Scattered Evidence on the Hillside

Just beyond the polished surface, several hundred dressed stone blocks lie scattered across the hillside. European travelers recorded them for centuries without understanding their significance. It was not until the archaeologist Heinz Luschey examined the blocks that anyone connected them to the Farhad Tarash itself. Luschey determined that the stones were cut from the same rock as the smoothed cliff face, confirming that serious construction work had been underway here. Whatever the builders intended, they had progressed beyond mere surface preparation to the cutting and shaping of structural elements. The blocks sit where they were left, as if the masons put down their tools one afternoon and never returned. Combined with the polished cliff, they make Mount Behistun not just a repository of finished monuments like the Behistun Inscription, but a place where ancient ambitions are preserved in their incompleteness.
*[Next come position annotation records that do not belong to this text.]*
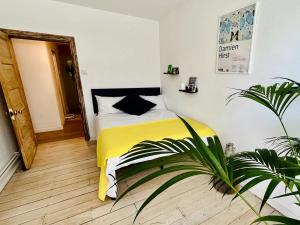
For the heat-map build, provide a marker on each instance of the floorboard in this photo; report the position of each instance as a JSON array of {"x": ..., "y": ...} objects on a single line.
[{"x": 61, "y": 188}]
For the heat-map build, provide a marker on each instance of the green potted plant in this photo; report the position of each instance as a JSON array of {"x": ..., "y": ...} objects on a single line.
[{"x": 192, "y": 157}]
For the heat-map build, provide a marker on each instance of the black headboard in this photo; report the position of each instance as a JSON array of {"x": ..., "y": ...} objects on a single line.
[{"x": 118, "y": 92}]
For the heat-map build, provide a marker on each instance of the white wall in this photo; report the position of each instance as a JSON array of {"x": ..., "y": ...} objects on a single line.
[
  {"x": 116, "y": 50},
  {"x": 188, "y": 38},
  {"x": 38, "y": 81}
]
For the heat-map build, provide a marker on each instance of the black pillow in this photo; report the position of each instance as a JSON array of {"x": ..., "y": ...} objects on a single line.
[{"x": 134, "y": 105}]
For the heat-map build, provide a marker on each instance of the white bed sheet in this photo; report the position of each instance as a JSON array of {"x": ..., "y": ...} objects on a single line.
[{"x": 123, "y": 119}]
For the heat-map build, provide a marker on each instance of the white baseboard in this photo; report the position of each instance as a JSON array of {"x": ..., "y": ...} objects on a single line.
[
  {"x": 285, "y": 206},
  {"x": 9, "y": 169}
]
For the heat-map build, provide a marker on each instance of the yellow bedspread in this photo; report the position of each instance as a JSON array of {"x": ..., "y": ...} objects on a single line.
[{"x": 116, "y": 141}]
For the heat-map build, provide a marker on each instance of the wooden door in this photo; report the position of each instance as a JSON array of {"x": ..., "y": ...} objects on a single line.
[{"x": 15, "y": 98}]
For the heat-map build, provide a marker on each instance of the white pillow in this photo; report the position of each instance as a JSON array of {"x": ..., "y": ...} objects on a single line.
[
  {"x": 105, "y": 104},
  {"x": 158, "y": 100}
]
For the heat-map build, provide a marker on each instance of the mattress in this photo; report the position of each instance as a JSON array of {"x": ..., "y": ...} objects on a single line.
[{"x": 104, "y": 123}]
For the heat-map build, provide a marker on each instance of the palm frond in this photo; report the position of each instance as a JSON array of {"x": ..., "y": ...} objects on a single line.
[
  {"x": 277, "y": 97},
  {"x": 280, "y": 219},
  {"x": 193, "y": 156},
  {"x": 253, "y": 168},
  {"x": 282, "y": 145}
]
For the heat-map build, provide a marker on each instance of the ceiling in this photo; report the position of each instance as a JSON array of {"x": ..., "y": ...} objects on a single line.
[{"x": 150, "y": 9}]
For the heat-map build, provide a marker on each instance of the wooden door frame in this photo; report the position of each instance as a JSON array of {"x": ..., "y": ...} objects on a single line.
[{"x": 61, "y": 39}]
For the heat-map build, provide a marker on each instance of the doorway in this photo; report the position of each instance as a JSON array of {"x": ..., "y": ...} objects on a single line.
[
  {"x": 48, "y": 76},
  {"x": 67, "y": 85}
]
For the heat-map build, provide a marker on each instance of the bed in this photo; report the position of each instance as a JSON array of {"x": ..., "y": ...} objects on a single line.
[{"x": 117, "y": 132}]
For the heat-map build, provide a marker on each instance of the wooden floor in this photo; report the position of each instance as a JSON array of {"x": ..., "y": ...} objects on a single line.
[{"x": 61, "y": 188}]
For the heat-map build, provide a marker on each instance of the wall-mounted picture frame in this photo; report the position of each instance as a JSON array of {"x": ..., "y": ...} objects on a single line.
[{"x": 235, "y": 40}]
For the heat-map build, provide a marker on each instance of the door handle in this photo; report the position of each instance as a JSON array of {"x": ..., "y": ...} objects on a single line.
[{"x": 11, "y": 114}]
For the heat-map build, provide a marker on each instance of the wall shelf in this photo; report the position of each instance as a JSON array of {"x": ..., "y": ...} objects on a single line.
[
  {"x": 172, "y": 73},
  {"x": 189, "y": 92}
]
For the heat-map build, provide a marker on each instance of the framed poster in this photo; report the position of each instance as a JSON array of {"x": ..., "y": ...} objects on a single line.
[{"x": 235, "y": 40}]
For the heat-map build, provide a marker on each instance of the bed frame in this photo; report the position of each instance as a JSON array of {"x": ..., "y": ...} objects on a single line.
[{"x": 118, "y": 92}]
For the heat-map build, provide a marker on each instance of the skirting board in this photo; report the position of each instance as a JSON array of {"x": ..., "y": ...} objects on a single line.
[
  {"x": 285, "y": 206},
  {"x": 9, "y": 170}
]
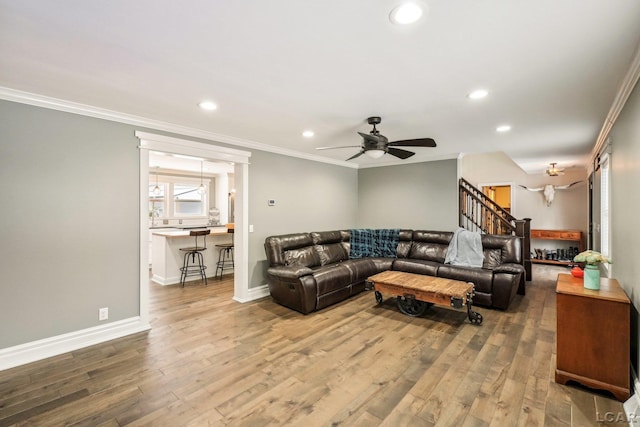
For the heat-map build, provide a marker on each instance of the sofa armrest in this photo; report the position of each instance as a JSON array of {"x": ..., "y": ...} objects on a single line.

A Thousand Years of Wonder

The Farhad Tarash has drawn visitors and scholars for over a millennium. The medieval geographer Istakhri, who died in 957, wrote about it. Yaqut al-Hamawi, the great encyclopedist who died in 1229, recorded it in his geographical dictionary. European travelers and archaeologists continued the tradition from the nineteenth century onward. Today, the site is registered as a national heritage monument of Iran. What makes it compelling is not what it tells us but what it withholds. Unlike the nearby Behistun Inscription, which Darius the Great used to broadcast his conquests in three languages, the Farhad Tarash communicates nothing except the scale of what was planned. It is a blank page in a mountain, waiting for a story that will never be written.

From the Air

Located at 34.39N, 47.43E on Mount Behistun in Kermanshah Province, western Iran. The smoothed cliff face is visible on the mountain's southern flank, near the famous Behistun Inscription. Best viewed from 3,000-5,000 feet AGL approaching from the south. The nearest significant airport is Kermanshah (OICC/KSH). The Zagros Mountains create turbulent conditions; early morning flights offer the best visibility. The ancient Silk Road caravan route passes through the valley below.